Plenty of chances for a Halloween tradition
Two area venues have weekend performances of ‘The Rocky Horror Picture Show’
Anyone hankering for a Halloween treat should consider the “Rocky Horror Picture Show.”
Although far more funny than scary, “Rocky Horror” moves front and center on two stages this weekend. In addition, if horror looks more appealing on a flat screen rather than in person, FOX is presenting a fresh new version, starring “Orange Is The New Black” star Laverne Cox as Dr. Frank N. Furter, tonight at 8 p.m. The movie’s original star, Tim Curry, will return as the narrator of the television show, now sub-titled “Let’s Do the Time Warp.”
“Rocky Horror Picture Show” follows an innocent, newly engaged couple, Brad and Janet, as they seek shelter at a dark, old castle after their car breaks down on a dark and stormy night. Their encounter with Dr. Frank N. Furter, his creation Rocky and an assortment of crazy creatures gives the audience quite an eyeful and earful of offbeat entertainment.
On one stage, “Rocky” will return to the Pajama Factory, 1307 Park Ave., this weekend, with 7 p.m. performances tonight, Friday and Saturday, and additional 11 p.m. shows Friday and Saturday.

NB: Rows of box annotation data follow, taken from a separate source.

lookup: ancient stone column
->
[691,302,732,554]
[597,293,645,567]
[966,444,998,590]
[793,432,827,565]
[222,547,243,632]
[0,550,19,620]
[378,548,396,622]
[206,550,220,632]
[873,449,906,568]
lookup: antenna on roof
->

On another stage, while the weather outside is nippy, it is pleasantly warm upstairs at Millbrook Playhouse, 258 Country Club Lane, Mill Hall, as the 2016 version of “Rocky” unfolds — make that explodes — on the Main Stage. Richard O’Brien’s warped rock musical has 7:30 p.m. performances tonight, Friday and Saturday, with 11 p.m. shows Friday and Saturday at the old barn theater. Theatergoers approaching the box-office will see a poster alert: “Rocky Horror Show is not recommended for those easily offended. We handle mature matters in immature ways.”
While the poster also cautions that the song lyrics for the show may also make it “not everyone’s cup of tea,” no one at one of last weekend’s performance needed that alert. The good-sized audience talked back to the actors, chanted a bit of the lyrics, recited some of the dialogue, laughed at the expletives — all of which is encouraged — and waved their wands and threw confetti and playing cards from the “prop bags” handed out to audiences on their way in.
After last year’s successful “summer stock in the fall” fundraiser, artistic director David Leidholdt and the board of directors undoubtedly realized that although some of Millbrook’s traditional patrons raised their eyebrows in dismay at this production, there still is a very strong following — including much younger theatergoers – for this campy show based upon the 1975 movie.
Although the storyline is not always coherent, the Millbrook production clicks on every level. Special attention must be paid to the designers, with some outstanding work on the set and lighting. There is a wild array of colorful costumes, with racy outfits for the girls and high heels and fishnet stockings displayed by a couple of men. Riff Raff, with his leather corset and silver-beaded leggings, is a sight to behold.
But it is Brad Foster Reinking, reprising his role as Dr. Frank N. Furter, who gives an electrifying performance. Flaunting his role as the mad scientist, the fun-loving, hard-partying Reinking struts around, hitting and holding high notes while singing many of the show’s score.
There are at least a half dozen actors, including some back from this summer’s shows, who also raise this production to a high level with their energetic singing, dancing and bits of raw humor.
Alexandra Frost is the damsel in distress, Janet; Rachael Marie Synder is Magenta, with James Cella as her brother (and lover) Riff Raff; Nicholas Miller plays Rocky, the mad doctor’s “perfect” creation; and Christina Kidd is Columbia, and the show’s dance captain, with Brett Epsteinn funny in handling the narrator chores.
Charlotte Evans is music director, with Alex Perez choreographing the frequent crazy, dance movements. Seth F. Wollam plays the saxophone and conducts the band playing the rock score including “Sweet Transvesite,” “Hot Patootie,” “Damn it, Janet” and the pulsating “Time Warp.”
With a running time of slightly less than two hours, Matt Spencer encourages the audience before the show and during intermission to interact and invites them to join him on stage. But it is Leidholdt, who in directing this show, has inserted some new faces plus a giving a fresh look and lots of zest. To this production. Millbrook’s “Rocky Horror” has lots of maniacal momentum and is simply scintillating.